If the privatization of public schools was really about improving education for the city’s children, years of data prove that the experiment has  failed. Public schools regularly outperform charters in academics. The median Philadelphia charter school in 2022-23 had a lower percentage of students who scored at least proficient on math on the PSSA than the median public school. If, on the other hand, the goal was to provide opportunities for businesses while diminishing the political power of parents, educators and the community, the expansion of charter schools has been an undeniable success. 

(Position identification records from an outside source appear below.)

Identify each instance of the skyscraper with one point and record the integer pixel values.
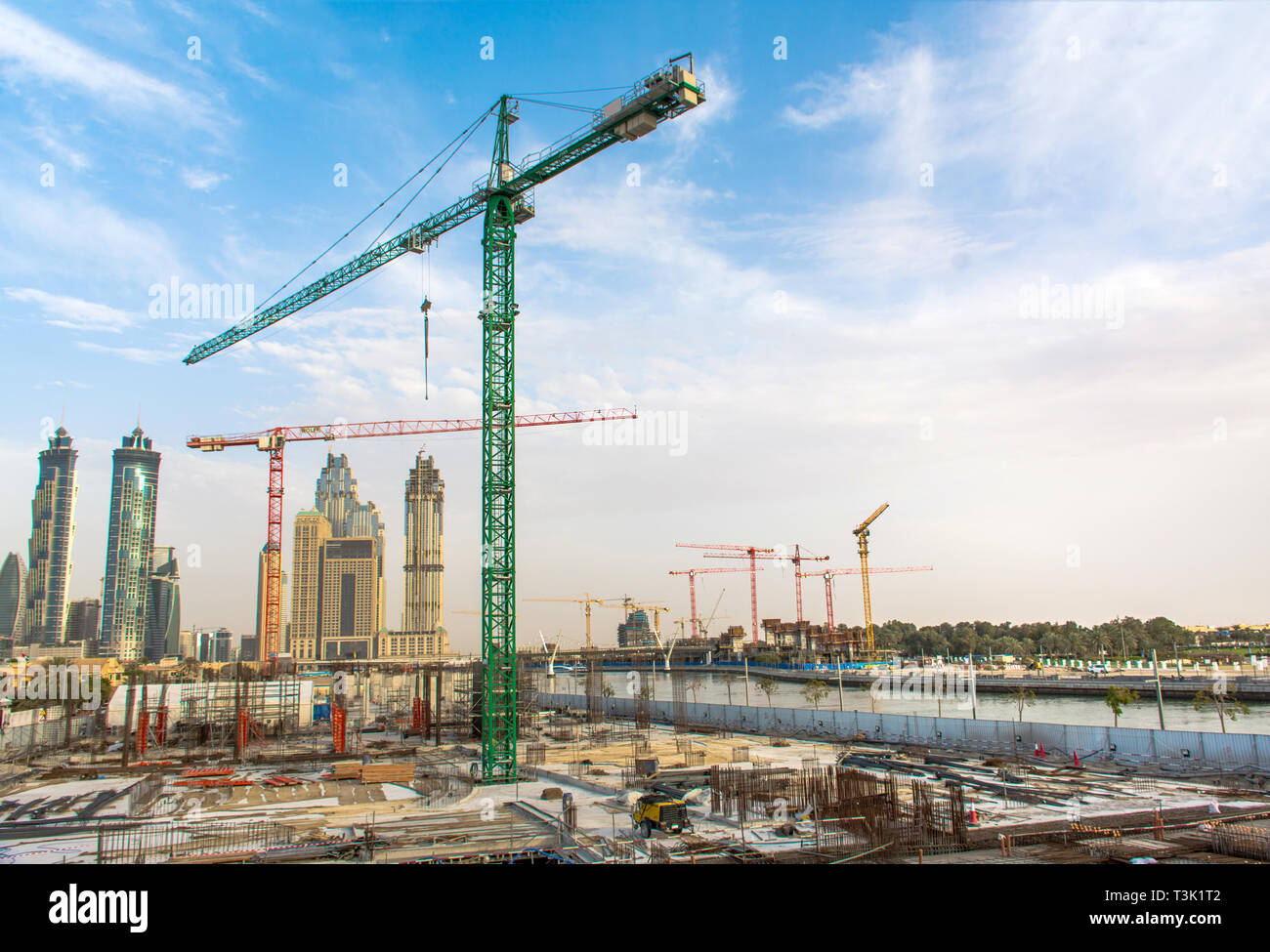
(335, 498)
(83, 617)
(424, 549)
(52, 532)
(337, 493)
(130, 547)
(163, 608)
(350, 621)
(13, 600)
(312, 529)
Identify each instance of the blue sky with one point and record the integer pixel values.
(824, 271)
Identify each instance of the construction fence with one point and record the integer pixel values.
(1171, 750)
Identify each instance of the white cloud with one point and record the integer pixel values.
(71, 311)
(134, 354)
(202, 179)
(30, 51)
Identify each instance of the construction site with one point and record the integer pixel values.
(381, 766)
(757, 737)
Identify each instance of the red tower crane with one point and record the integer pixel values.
(693, 591)
(752, 553)
(830, 572)
(274, 440)
(798, 559)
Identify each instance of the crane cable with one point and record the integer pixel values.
(464, 135)
(426, 274)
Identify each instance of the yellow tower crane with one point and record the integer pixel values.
(585, 600)
(862, 533)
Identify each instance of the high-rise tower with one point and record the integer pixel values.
(130, 547)
(337, 493)
(163, 609)
(424, 549)
(335, 498)
(52, 532)
(312, 531)
(13, 600)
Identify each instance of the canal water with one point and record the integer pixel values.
(723, 688)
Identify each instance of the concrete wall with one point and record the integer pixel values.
(1176, 750)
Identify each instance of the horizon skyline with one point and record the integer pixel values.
(973, 261)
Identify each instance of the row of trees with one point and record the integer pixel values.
(1130, 636)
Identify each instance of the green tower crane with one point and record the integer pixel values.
(506, 197)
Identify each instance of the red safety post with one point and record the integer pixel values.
(337, 727)
(143, 728)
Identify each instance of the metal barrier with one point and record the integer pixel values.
(1176, 750)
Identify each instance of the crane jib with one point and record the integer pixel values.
(660, 96)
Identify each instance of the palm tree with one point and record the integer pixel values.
(1023, 697)
(816, 692)
(1119, 698)
(769, 686)
(1223, 699)
(695, 685)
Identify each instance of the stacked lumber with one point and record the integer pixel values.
(388, 773)
(346, 769)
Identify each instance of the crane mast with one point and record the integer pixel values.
(506, 198)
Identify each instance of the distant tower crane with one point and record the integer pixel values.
(862, 533)
(275, 440)
(750, 553)
(829, 574)
(693, 592)
(585, 600)
(506, 198)
(796, 559)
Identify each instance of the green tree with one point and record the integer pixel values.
(769, 686)
(816, 692)
(1222, 698)
(1023, 697)
(1119, 698)
(695, 685)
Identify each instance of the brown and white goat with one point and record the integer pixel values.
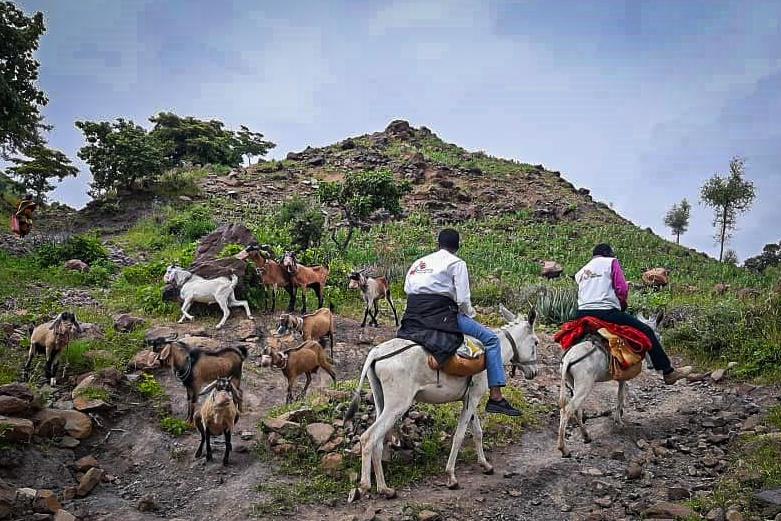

Philadelphia’s Board of Education regularly renews substandard charters. At its September action meeting, the board approved a 5-year renewal for Independence West Charter, despite the school’s 47% rating in academics, its chronic low attendance, and the fact that several personnel files are missing legally required child abuse clearances and criminal background checks. If the board is serious in carrying out its “child-centered” mission, why does it continue to renew charters that fail to provide a superior education to its students? 

Closing any school is devastating to the school’s students, parents and educators. But closing a charter school also means a disruption of the benefits to the management companies and contractors that make up the charter sector’s patronage network. 

At that same meeting, the board took its first steps toward closing more neighborhood public schools. In addition to spending almost $4.5 million on a consulting company to help formulate the Facilities Planning Process, the board approved another $430,000 contract to “coordinate robust community engagement”. Members of the public who tried to sign up to speak but didn’t make the cut, or those who were not admitted to the auditorium because the board removed about a third of the seats, may have been skeptical about that. 

Neither Board President Reginald Streater nor Superintendent Tony Watlington gave any estimate of how many schools would be closed or in which neighborhoods. Neither claimed that the closings were unavoidable because of a financial deficit. The one specific reason cited was under-enrollment. If that applied to charter schools, at least half would be eligible for closure right now. 

The board passed another item which directed Watlington to move the facilities process forward, indicating that closing schools would provide more equitable access to pre-K and make art, music and physical education available to more students. Of course, the board has had the power to make all of these services available to district students for years. The board appears to be offering a “we have to destroy the village in order to save it” rationalization. 

Did closing over 25 schools in 2013 mean more students got art and music instruction? Of course not. 

 The board must explain why it is placing neighborhood schools on the chopping block while individuals and businesses profit off of public schools. 

Lisa Haver is a retired Philadelphia teacher. She is a co-founder and coordinator of the Alliance for Philadelphia Public Schools.